JB: Yeah, he was a tap-dancer when I was a kid. I saw him one night… 6’2”, 300 pounds, but he was acrobatic. He’d get up a full steam, and then run across the stage, in tap shoes, and straight up a wall and then do a backwards somersault off the wall and land with a split. His signature move was to pull this electric keyboard down on top of him and keep on playing, upsidedown. One night he did this with a full-size piano, just let it crash down onto him. There was blood everywhere. He kept going. Nothing would stop him. I said, I want to be like that guy!
But my family, yeah, they’re good. We’re not in each other’s shadow. First time we played together, Fly and me, I had fired my guitar player and I needed Fly to sit in one night. He was the only one who knew the music. We were kids—still living at home. I had to sneak him out of the house over the roof so our mother wouldn’t see.
Growing up, my mother drove me crazy with her music all the time. Later on, I turned her into a huge Merle Haggard fan. I once got Merle to call her from his dressing room. I have a picture of that phone call. I’ll always know who was on the other end of that line. My brother Fly and my sister Linda, they were into music early on. I learned to play the guitar by myself. Fly has a great ear. He’s a great talent, plus he’s an artist. He can draw. Anyway, he must have been listening to me when I was playing guitar. He took it to another level, but then he never taught me back [he laughs]. I kind of gave up guitar and started singing.
Noise: Did you ever get singing lessons?
JB: Yeah—from James Brown.
Noise: The three musical Ameros have performed together in Gloucester often over the years, at St. Peter’s Club during Fiesta, or doing Christmas shows. [Amero pulls out a newspaper clipping about one of these shows, from 1998.]
JB: I can’t read it. [The dark glasses he wears are not just a fashion accessory. Amero has become legally blind.] I’ve always had poor vision. I went blind in one eye 20 years ago, then I had a stroke few years ago. I was blind for about two or three weeks, but then I got some vision back, but not enough. I gave up my driver’s license—that was the end of my life as I knew it.
Noise: You live independently; how do you manage?
JB: My sisters (Linda and Joyce) try to help me out. I know they love me but I just can’t take their worrying. Fly will pick me up. I don’t like to be penned in. I have an old friend who will drive me around, nice and peaceful. He doesn’t bother me; he’s like Karl Malden.

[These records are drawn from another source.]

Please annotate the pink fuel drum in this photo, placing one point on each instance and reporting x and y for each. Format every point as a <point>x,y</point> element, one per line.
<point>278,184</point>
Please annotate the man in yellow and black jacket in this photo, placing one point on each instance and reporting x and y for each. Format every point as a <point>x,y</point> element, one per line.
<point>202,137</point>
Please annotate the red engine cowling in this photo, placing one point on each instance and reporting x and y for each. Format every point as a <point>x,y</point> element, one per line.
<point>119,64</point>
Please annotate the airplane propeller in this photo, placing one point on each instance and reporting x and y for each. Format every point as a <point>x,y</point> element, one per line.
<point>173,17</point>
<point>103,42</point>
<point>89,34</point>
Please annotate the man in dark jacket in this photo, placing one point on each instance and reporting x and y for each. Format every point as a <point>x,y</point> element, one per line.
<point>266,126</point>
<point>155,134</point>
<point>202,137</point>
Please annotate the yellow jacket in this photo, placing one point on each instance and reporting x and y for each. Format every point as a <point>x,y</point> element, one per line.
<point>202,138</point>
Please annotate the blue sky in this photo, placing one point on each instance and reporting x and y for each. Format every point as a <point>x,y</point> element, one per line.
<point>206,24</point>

There are only a few people I can be with like that.
Noise: After performing for thousands in Boston venues, what is it about the local music scene that makes you want to get out and perform?

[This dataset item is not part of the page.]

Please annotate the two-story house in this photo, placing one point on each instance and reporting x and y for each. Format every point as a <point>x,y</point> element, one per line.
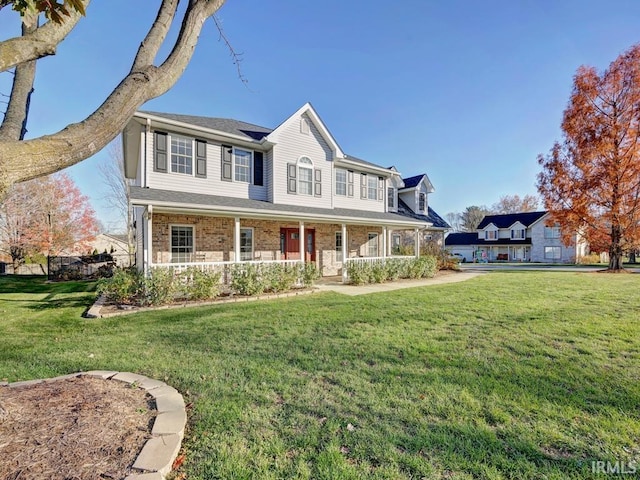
<point>211,190</point>
<point>518,237</point>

JB: There’s something going on between the audience and the performers. You can tell when you’ve got a responsive crowd. One night at Jalapeno’s, we (Dan King, Dave Brown, Dave Mattacks, Wolf Ginandes—KBMG, with JB Amero sitting in) did three encores. I was done, but they wouldn’t let me go. I feel I can do that—bring the crowd into it, have some fun with it. That’s the main thing I do. There’s just a mentality out there that really knows about music in Gloucester, and that’s a big reason I’m singing. They appreciate what they’re hearing. And I have to give credit to the women, and not just the young ones. They’re beautiful, dancing, with their long legs. They know the music, and they are loyal, and when the women come out to all the shows, they draw the guys in. There’s a following, and the women are leading it. They create an atmosphere. One woman, Tracy Mannix, appreciated my influence so much she wrote a song about me, and that meant a lot. It’s called “One of a Kind.” So here I am in my hometown, performing a lot, having the time of my life, and Dana Muise, my inspiration, has become the last of the great white hunters, going on safaris in Africa. He’s given up music. Go figure!